El inicio del artículo de Goldberg se centra en el episodio que ciertamente ha sido el más controvertido: la decisión de no cumplir su palabra de atacar al tirano sirio, Bashar al-Assad, cuando cruzó “la raya roja” pues utilizó armas químicas contra su propia población. Ante la evidencia de que al-Assad había usado gas sarín en un ataque a mil 400 civiles, entre ellos cientos de mujeres y niños, el Pentágono se preparó para atacar. Goldberg narra cómo durante una semana “funcionarios de la Casa Blanca públicamente construyeron el caso de que Assad había cometido un crimen de lesa humanidad.” Esa semana, el jefe de la diplomacia estadounidense, Kerry, culminó con un discurso en el que literalmente hizo un llamado a intervenir: la historia presenta “previas tormentas… donde hubiésemos podido evitar crímenes innombrables; hemos sido advertidos sobre la tentación de mirar hacia otro lado [para no actuar].” También cita al vicepresidente Joe Biden quien puntualizó: “las grandes naciones no blofean“.
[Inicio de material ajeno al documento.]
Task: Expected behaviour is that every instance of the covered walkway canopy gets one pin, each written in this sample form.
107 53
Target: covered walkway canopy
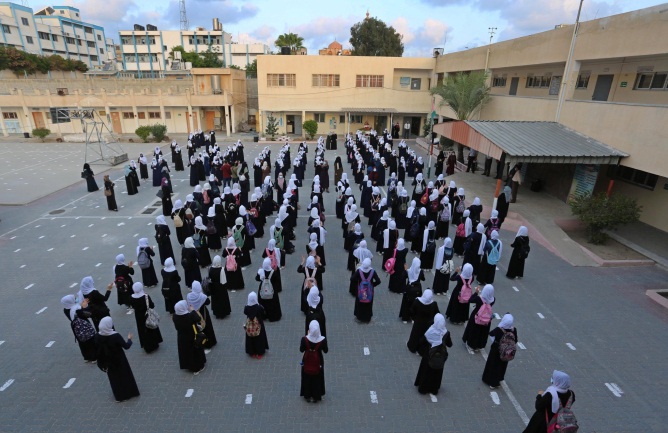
530 142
Sin embargo, a pesar de las presiones internas e internacionales como la del primer ministro del Reino Unido, David Cameron,  y del presidente francés, François Hollande, Obama decidió no actuar.

Goldberg explica que Obama siente orgullo de su decisión, pues tuvo la capacidad de ir contra el consenso de aliados y enemigos; en especial porque tuvo las agallas de no haber seguido el “libreto de Washington.” Es decir, Obama percibió que incursionar militarmente en Siria sería una trampa como la de Irak.

En el análisis de Goldberg, Obama aparece como un comandante en jefe realista que, únicamente cuando se pone en riesgo directo al interés de Estados Unidos, piensa que la actuación bélica es obligada. Incluso cita a Obama cuando menciona que el Estado Islámico “no es una amenaza existencial para Estados Unidos”. En contraste, Obama enfatiza que “el cambio climático [si] es una amenaza mundial.” El Obama que nos presenta Goldberg es el de un admirador de la sensatez internacional de George H.W. Bush, quien llevó a buen puerto el derrumbe de la ex Unión Soviética. Más aún, nos muestra a un comandante en jefe que entiende el costoso legado del intervencionismo estadounidense, y recuerda los ejemplos de Centroamérica y Medio Oriente.

Obama ha sido un mandatario que cuestiona la “verdad” de Washington sobre quiénes son sus aliados lo mismo que sus enemigos. Mientras que ha sido cauteloso en relación a las alianzas sin cortapisas con Israel y Arabia Saudita, también ha corrido riesgos en acercase a adversarios tradicionales: Irán y Cuba.

Los párrafos de Goldberg sobre Latinoamérica no tienen desperdicio. Obama explica que al inicio de su presidencia el Grupo ALBA estaba en su apogeo y tuvo que aguantar las bravuconadas de Chávez e incluso un discurso de una hora del nicaragüense Ortega. “Tuve que sentarme allí y escuchar una hora de críticas hacia Estados Unidos. Pero estando allí, no tomando las cosas con demasiada seriedad –pues en realidad no eran un peligro para nosotros–, ayudó a neutralizar el antinorteamericanismo en la región”. Tuve la oportunidad de acompañar al presidente Felipe Calderón a la Cumbre de las Américas de Trinidad y Tobago en abril de 2009, y me consta la paciencia y sobriedad de Obama con los peleoneros de nuestra región.

Mi conclusión es que el pacifismo realista de Obama –únicamente actuando cuando hay un riesgo inminente para Estados Unidos o la paz del orbe en su conjunto– y sus agallas para no seguir el guión de Washington, le hacen merecedor al final de su presidencia de una distinción adelantada: el Premio Nobel de la paz.